Now on to the unfiltered versions:
Basically these unfiltered universes remove the sub-population (filter) from the total base, before using it in the calculation, to work out the percentages.
Let's look at the example below. On the first row, with just question base universe, the % for Salaried staff is 24/176 = 13.6%. However, when we use the unfiltered base, we divide by 390. So the % for Salaried staff is 24/390 = 6.2%.
You can simply say: The counts are filtered but the number we divide by in order to calculate the % is not filtered.
Now the least intuitive ones - these shouldn't be thought of universes in exactly the same sense as those discussed above, but their behaviour is a bit different.
- Question table base - shows all counts in the total row for those entering the question table (loop) - 92 for each column in the example in the dev ticket below.
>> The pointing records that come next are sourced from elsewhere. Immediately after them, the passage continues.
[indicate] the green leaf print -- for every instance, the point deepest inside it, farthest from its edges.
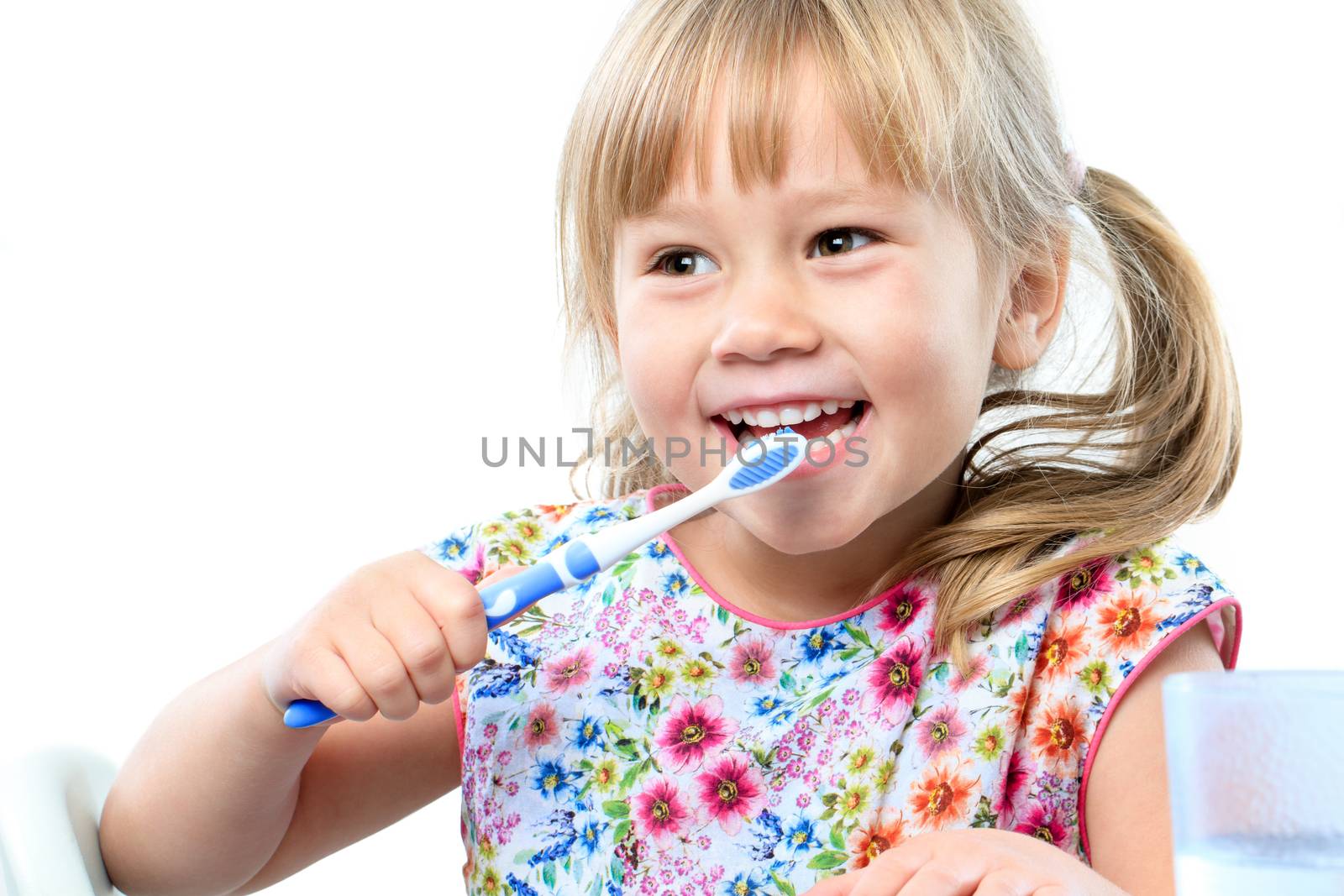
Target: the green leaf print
(785, 887)
(858, 634)
(1144, 564)
(837, 837)
(985, 817)
(828, 859)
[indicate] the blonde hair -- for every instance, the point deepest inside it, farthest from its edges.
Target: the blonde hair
(954, 98)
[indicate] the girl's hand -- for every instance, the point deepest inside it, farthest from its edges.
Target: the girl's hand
(391, 636)
(978, 862)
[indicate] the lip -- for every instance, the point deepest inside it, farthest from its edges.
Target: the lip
(784, 398)
(816, 459)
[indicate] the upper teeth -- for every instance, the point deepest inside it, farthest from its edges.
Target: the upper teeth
(785, 414)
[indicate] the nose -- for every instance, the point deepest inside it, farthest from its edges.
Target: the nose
(764, 317)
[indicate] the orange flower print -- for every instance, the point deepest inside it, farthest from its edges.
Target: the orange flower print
(1126, 622)
(941, 797)
(1061, 734)
(882, 831)
(1061, 651)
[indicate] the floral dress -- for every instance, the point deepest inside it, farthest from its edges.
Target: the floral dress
(638, 734)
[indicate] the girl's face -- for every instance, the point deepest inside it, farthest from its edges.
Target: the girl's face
(795, 295)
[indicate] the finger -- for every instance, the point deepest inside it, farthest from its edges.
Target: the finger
(456, 607)
(420, 645)
(335, 687)
(941, 878)
(1008, 882)
(837, 886)
(380, 671)
(893, 868)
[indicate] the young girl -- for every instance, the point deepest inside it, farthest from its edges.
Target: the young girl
(898, 672)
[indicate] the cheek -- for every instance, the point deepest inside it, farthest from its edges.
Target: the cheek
(927, 359)
(658, 371)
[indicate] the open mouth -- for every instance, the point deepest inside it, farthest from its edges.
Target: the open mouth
(839, 423)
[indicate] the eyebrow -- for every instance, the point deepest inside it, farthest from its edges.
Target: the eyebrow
(842, 195)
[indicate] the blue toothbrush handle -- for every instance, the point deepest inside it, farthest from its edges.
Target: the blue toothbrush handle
(501, 600)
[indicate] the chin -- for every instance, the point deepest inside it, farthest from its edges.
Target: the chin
(801, 532)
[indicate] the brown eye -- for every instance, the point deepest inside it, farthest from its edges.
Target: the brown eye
(840, 239)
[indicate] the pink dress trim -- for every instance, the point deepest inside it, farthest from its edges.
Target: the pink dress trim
(1229, 658)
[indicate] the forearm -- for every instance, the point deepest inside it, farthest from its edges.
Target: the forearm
(207, 793)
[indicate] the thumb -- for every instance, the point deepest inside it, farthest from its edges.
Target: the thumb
(501, 574)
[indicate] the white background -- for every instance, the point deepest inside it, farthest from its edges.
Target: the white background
(269, 271)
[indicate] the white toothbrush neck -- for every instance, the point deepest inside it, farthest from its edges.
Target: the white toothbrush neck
(616, 542)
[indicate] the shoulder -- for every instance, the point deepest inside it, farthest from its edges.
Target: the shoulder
(521, 535)
(1126, 607)
(1109, 621)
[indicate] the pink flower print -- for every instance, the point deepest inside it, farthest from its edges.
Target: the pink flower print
(691, 732)
(900, 609)
(1086, 584)
(541, 727)
(1045, 822)
(730, 790)
(753, 663)
(1019, 770)
(893, 683)
(940, 731)
(660, 810)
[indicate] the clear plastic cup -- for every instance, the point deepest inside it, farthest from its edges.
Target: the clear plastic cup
(1256, 770)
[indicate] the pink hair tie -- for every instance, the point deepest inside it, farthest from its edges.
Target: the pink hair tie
(1077, 170)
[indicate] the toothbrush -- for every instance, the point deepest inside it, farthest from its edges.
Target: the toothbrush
(757, 465)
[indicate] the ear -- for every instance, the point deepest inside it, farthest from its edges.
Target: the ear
(1032, 311)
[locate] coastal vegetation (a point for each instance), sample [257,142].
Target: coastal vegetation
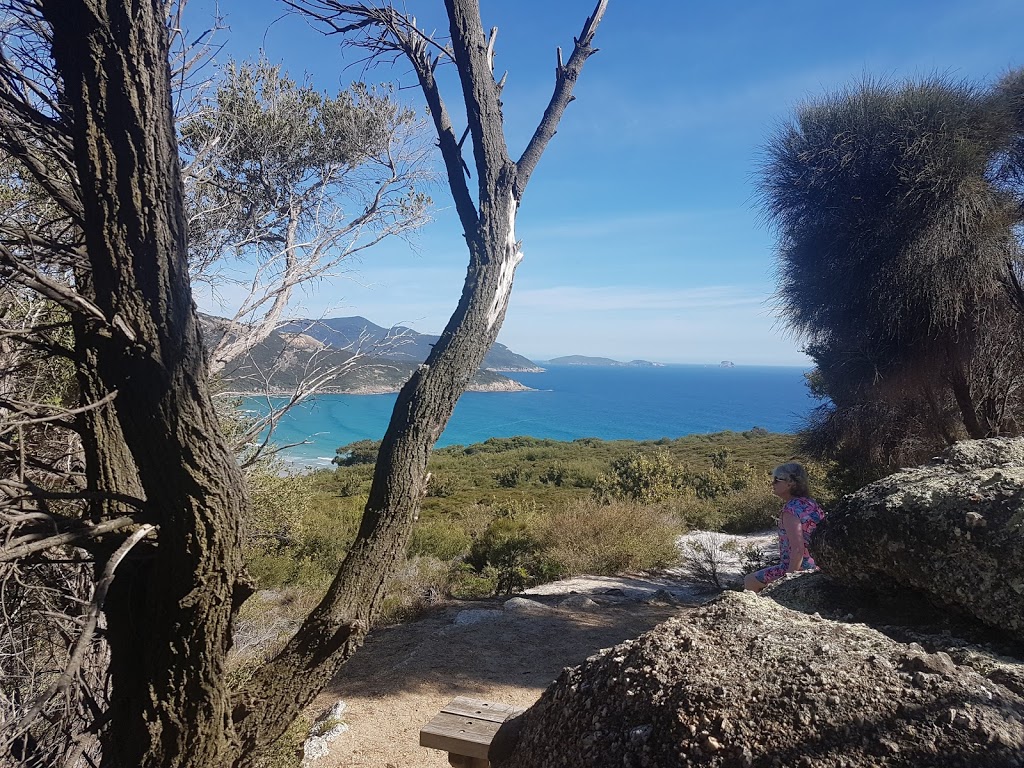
[138,512]
[897,208]
[508,513]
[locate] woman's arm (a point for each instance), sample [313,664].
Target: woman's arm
[795,531]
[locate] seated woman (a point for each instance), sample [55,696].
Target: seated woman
[797,521]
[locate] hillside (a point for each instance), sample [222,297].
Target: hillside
[370,363]
[582,359]
[398,343]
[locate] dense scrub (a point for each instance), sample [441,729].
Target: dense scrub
[508,513]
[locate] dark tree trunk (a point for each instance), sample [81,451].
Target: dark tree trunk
[337,626]
[170,704]
[170,609]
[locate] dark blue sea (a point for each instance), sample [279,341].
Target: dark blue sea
[570,401]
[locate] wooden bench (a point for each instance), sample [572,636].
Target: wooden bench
[465,729]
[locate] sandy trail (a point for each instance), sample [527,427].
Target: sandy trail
[403,675]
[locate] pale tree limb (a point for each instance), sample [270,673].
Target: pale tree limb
[336,627]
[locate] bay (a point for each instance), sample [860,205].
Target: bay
[569,402]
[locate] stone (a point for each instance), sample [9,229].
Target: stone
[951,530]
[523,606]
[744,681]
[327,728]
[475,615]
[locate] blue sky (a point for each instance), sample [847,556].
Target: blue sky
[640,227]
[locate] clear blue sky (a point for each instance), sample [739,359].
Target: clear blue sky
[640,227]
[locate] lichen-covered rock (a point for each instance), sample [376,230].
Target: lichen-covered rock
[744,682]
[952,529]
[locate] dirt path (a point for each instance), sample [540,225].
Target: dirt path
[403,675]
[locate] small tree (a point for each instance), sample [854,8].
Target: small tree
[290,182]
[897,256]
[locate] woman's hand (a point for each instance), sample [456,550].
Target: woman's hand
[795,531]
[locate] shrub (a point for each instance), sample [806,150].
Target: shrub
[749,511]
[441,485]
[440,538]
[467,584]
[607,539]
[639,476]
[420,583]
[508,546]
[509,478]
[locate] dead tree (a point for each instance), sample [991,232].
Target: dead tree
[165,497]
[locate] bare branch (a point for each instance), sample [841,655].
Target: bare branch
[67,678]
[565,78]
[31,544]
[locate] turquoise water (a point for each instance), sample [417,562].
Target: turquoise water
[570,401]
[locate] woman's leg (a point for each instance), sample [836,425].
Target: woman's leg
[760,579]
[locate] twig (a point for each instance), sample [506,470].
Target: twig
[78,653]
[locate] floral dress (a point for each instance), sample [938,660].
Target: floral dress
[810,514]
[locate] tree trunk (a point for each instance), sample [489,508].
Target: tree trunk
[170,702]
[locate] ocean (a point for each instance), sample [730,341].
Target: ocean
[569,401]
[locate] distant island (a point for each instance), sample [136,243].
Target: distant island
[582,359]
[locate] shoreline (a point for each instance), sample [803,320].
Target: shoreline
[509,386]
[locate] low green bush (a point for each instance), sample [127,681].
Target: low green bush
[606,539]
[440,538]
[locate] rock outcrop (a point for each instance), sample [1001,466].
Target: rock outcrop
[744,682]
[952,529]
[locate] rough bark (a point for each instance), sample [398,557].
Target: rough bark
[337,626]
[170,705]
[951,530]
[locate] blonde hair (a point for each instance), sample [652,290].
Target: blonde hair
[795,473]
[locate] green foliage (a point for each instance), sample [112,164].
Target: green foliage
[897,207]
[360,452]
[439,538]
[591,538]
[513,512]
[639,476]
[510,547]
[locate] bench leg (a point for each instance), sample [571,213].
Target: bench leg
[464,761]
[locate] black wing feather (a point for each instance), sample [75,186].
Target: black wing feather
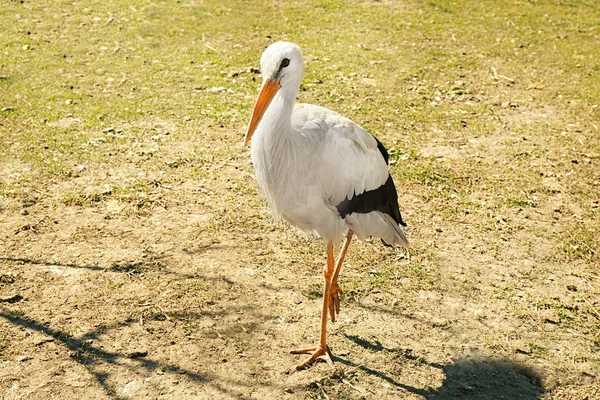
[383,199]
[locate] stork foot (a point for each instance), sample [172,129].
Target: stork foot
[333,303]
[319,352]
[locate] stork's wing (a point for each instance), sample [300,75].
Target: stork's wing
[347,160]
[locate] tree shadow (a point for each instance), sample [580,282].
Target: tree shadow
[484,378]
[467,378]
[93,357]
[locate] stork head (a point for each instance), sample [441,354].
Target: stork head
[282,66]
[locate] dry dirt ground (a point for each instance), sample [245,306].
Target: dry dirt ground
[138,259]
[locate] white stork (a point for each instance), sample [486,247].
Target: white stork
[320,172]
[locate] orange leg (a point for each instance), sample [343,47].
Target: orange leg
[336,290]
[321,351]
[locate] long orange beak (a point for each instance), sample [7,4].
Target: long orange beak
[265,96]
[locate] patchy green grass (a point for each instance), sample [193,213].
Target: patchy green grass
[120,144]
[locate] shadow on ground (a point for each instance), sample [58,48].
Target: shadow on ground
[482,378]
[468,378]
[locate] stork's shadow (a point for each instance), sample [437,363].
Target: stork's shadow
[466,378]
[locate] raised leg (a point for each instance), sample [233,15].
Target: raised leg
[336,290]
[321,351]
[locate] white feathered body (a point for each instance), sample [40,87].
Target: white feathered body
[308,159]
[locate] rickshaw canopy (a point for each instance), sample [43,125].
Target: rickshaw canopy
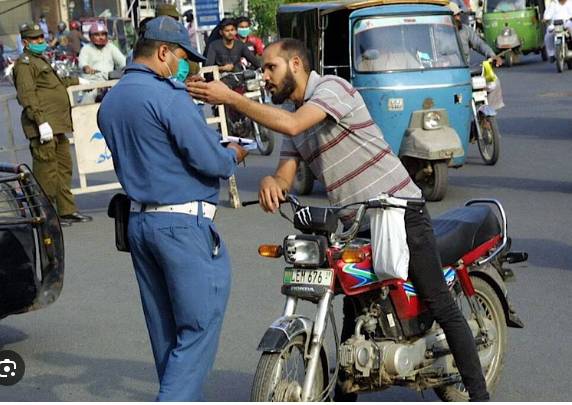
[323,27]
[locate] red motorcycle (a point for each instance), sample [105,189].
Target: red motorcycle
[396,342]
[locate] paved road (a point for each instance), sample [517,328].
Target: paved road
[92,343]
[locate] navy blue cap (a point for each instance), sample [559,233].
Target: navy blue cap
[167,29]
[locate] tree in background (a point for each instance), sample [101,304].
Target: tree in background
[263,12]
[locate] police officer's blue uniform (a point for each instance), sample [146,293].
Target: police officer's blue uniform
[165,154]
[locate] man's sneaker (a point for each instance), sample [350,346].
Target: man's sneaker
[75,217]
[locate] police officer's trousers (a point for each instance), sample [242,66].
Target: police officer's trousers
[184,285]
[52,167]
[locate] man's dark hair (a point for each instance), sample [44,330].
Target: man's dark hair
[226,22]
[290,47]
[146,47]
[243,18]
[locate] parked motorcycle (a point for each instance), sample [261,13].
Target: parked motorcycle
[396,341]
[248,83]
[484,129]
[562,46]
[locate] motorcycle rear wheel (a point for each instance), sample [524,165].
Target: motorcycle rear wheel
[493,310]
[489,141]
[271,385]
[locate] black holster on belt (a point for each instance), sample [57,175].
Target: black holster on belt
[118,209]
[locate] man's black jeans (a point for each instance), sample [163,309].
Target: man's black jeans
[426,274]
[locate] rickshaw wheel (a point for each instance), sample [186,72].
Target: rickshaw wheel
[434,184]
[489,142]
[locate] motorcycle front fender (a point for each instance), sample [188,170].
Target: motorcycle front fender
[489,274]
[283,330]
[487,111]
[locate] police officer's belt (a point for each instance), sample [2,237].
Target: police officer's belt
[190,208]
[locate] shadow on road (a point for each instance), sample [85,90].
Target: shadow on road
[228,386]
[515,183]
[545,253]
[545,128]
[104,379]
[9,335]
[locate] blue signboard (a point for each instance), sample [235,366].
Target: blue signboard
[207,13]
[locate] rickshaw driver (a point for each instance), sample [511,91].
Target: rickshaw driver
[557,10]
[331,124]
[470,39]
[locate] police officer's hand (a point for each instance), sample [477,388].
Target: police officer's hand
[229,67]
[89,70]
[271,194]
[240,151]
[213,92]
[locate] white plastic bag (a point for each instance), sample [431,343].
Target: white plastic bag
[389,241]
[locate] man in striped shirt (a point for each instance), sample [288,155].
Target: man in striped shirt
[332,130]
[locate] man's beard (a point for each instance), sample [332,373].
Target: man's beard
[288,87]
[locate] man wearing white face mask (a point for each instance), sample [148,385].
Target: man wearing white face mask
[169,163]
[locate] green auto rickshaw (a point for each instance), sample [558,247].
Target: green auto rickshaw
[515,27]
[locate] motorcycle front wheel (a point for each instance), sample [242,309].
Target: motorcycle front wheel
[560,58]
[280,376]
[489,141]
[492,309]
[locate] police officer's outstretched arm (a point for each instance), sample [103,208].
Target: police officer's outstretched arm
[25,81]
[196,141]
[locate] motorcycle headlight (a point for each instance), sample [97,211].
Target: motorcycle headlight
[478,82]
[432,120]
[305,250]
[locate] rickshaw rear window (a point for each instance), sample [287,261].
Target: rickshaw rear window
[499,6]
[396,43]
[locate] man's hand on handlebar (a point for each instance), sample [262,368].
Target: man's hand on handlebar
[271,194]
[240,151]
[497,60]
[229,67]
[214,92]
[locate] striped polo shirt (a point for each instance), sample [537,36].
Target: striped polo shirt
[347,152]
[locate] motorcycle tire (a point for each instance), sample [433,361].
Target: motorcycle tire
[304,181]
[264,139]
[489,142]
[493,310]
[268,387]
[434,186]
[559,59]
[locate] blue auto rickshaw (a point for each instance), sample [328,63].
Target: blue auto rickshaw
[405,59]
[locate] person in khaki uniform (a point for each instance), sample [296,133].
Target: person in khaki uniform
[46,117]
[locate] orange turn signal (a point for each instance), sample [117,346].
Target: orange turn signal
[270,250]
[353,256]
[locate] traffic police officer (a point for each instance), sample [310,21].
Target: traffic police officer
[169,163]
[46,117]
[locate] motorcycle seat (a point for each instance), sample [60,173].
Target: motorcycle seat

- All interviews for question table - shows all counts in the total row for all interviews - 100 for each column in the example in the dev ticket. Always the total number of respondents in your survey file.
The background to why these were introduced is explained here: https://dev.askia.com/issues/6115.
It was basically because there was a back compatibility issue for data exports when changing from legacy SQL format to new SQL format. There was a change to the numbers displayed in loop questions - they went from every code of a loop showing counts for all respondents, to showing counts for only those answering that iteration. It saves a lot of space in the data file this way!
The introduction of these new universes was to make new SQL format data appear as legacy SQL format data in tables.